From the cab of his corn picker, Jerry Beasley has an idea what fighter pilots must feel like as they approach the runway of an aircraft carrier deck.
Ironically, that's exactly what the U.S. Navy saw when it picked a 30,000 acre plot here in Beaufort and Washington counties, N.C., for its Outlying Landing Field between Cherry Point, N.C., and Norfolk, Va. And that's what hundreds of thousands of birds see as a winter resting place when they spot the Blacklands of North Carolina.
It's an irony Beasley had just as soon not consider. He faces losing his farmland to the project.
Opponents say the Navy's proposal would take prime farmland and destroy a way of life in eastern North Carolina.
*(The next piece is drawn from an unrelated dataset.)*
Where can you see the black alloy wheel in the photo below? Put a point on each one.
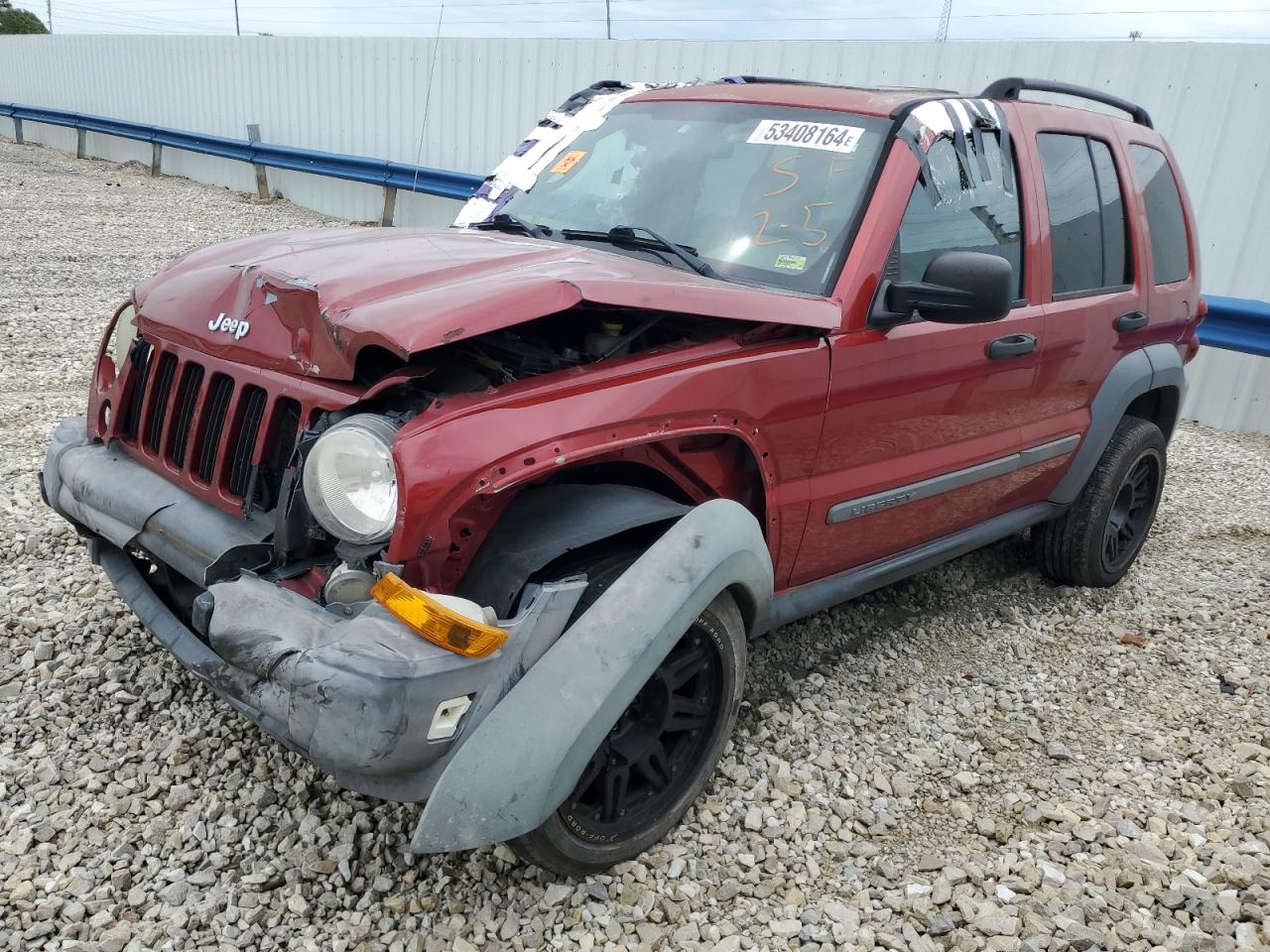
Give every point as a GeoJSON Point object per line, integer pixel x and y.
{"type": "Point", "coordinates": [648, 758]}
{"type": "Point", "coordinates": [1098, 536]}
{"type": "Point", "coordinates": [1132, 513]}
Residents, environmental groups and farmers in this area of eastern North Carolina are continuing to battle against the proposal, citing its proximity to the Pocosin Lakes National Wildlife Refuge and the problem thousands of swan, geese and other waterfowl will pose for Navy jets. Groups such as the Audubon Society and the Sierra Club are fighting the proposed landing field. Experts in aviation hazards point out the large numbers of birds that inhabit the area 50 percent of the year.
The Navy has plans to obtain 30,000 acres for the $186.5 million project. A core area includes 2,000 acres where an 8,000-foot runway would be built near the Beaufort and Washington county line. More than 30,000 flights would take place each year. Five other sites were studied. The plan is waiting on funding from the Congress and the process of building could begin next year.
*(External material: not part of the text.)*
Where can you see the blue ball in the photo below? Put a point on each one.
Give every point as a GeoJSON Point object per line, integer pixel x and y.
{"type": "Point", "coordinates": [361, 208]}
Residents have demonstrated against the project, talked with state and national elected representatives, written letters and held public meetings. They plan to continue the fight.
For Jerry Beasley, the fight has resembled an emotional roller coaster this season. “Most likely, this will put me out of business if the Navy builds the OLF,” he says from the cab of his corn picker in mid-September.
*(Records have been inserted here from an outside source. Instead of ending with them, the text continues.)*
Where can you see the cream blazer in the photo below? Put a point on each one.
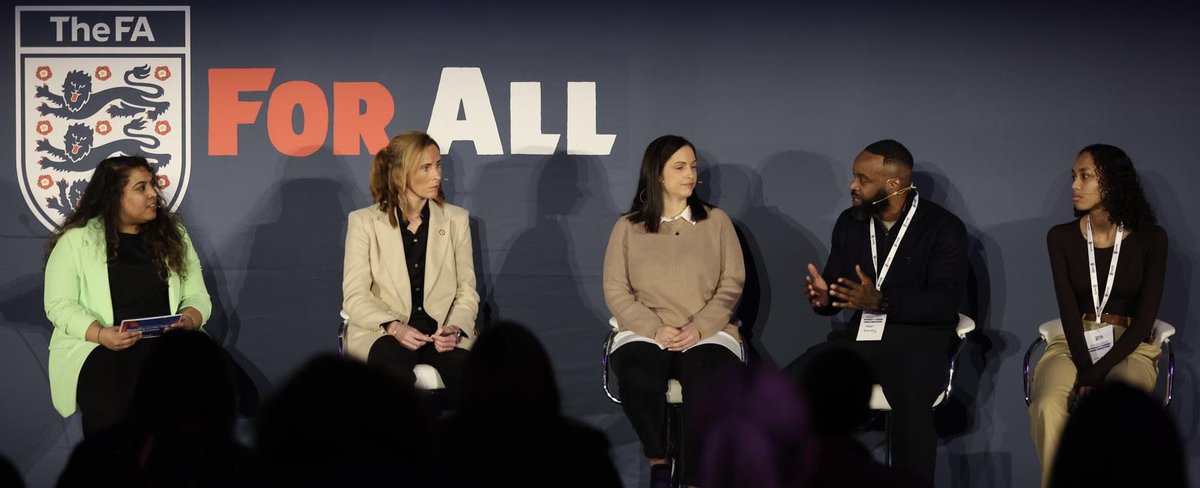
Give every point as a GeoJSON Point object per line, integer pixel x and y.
{"type": "Point", "coordinates": [375, 277]}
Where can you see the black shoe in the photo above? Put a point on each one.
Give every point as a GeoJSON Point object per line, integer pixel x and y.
{"type": "Point", "coordinates": [660, 476]}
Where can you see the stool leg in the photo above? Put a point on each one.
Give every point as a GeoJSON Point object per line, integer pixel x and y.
{"type": "Point", "coordinates": [887, 435]}
{"type": "Point", "coordinates": [675, 443]}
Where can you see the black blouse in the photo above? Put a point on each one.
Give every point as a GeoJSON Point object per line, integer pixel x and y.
{"type": "Point", "coordinates": [1137, 291]}
{"type": "Point", "coordinates": [415, 246]}
{"type": "Point", "coordinates": [133, 282]}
At first, farmers in the area heard that the Navy was requesting easements on the land, Beasley says. The Department of the Navy began surveying over the winter last year. In an environmental impact study released on July 18 the Navy named the 30,000 acres as its preferred site. Residents say the study had errors.
If the project goes through, many farmers like Beasley would have to sell their land. The Navy has said it would lease back the land to farmers. “I had rather come and see them plant it in trees than to ride by where I once owned the land and see another man farming.”
For Beasley, the opportunity to lease back the land is little consolation. “I don't want to sell at any price,” he says. “If they would give me $3,000 an acre, I wouldn't want to sell. I farm 700 acres and all but 30 acres is paid for. This is my livelihood. If I wanted to sell my land, there would be no hard feelings.”
Some 74 families will have to move for the OLF to be built.
Beasley also hauls fertilizer, grain and cabbage in addition to farming row crops. “It will affect that, too.”
Beasley lists mayors, county commissions in both Beaufort and Washington, and U.S. representatives and senators, and the state's governor as being on record against the OLF. He estimates that more than $200,000 will be taken off the tax base in Washington County. “Everybody's property value is going to go down.” He cites the noise level as the primary reason.
“It's not the American way,” Beasley says of the Navy's plan to take the land. He says by and large the landowners in the 2,000-acre core area are “absentee.
“People have been told they're going to get big money,” Beasley says.
Opposition against the OLF has been mobilized for the better part of the year, but publicity has largely been limited to the Carolinas; opponents were excited at the possibility of NBC's Today Show airing a feature on the issue, but it didn't materialize. “People say it can't happen here, but when it does, it's a different story,” Beasley says.
Like many of the farmers in the area opposed to the Navy's plan, Beasley isn't ready to give up. “I haven't even thought about having to move. I'll make that decision when I have to.”
An approaching hurricane postponed a planned caravan to Raleigh to protest the OLF, but Beasley and others vow to continue the fight. Opponents held a press conference in Raleigh in mid-October.
“Once you have done all you can do and it still comes in, you'll feel better knowing that at least you gave it a good shot to stop it,” Beasley says.
Riding through the field with Hurricane Isabel approaching, Beasley recounts the possibility of losing his land. “It makes you want to cry,” he says. “If the Navy had come out and talked up front with us, it would have made it a whole lot better.”
It's not lost on Beasley that 2003 may be his last year of harvesting crops in these fields. He's picking a dismal-looking corn crop three miles from the main road.
“Last year was dry and this year we have had an excessive amount of rain,” Beasley says.
Earlier in the summer, Beasley was riding with his small son to a demonstration in Roper. “Halfway there, I started to cry,” Beasley remembers. “My little boy asked me, “What's wrong?' I said, ‘Nothing.’
“But I think about it 24 hours a day,” Beasley says.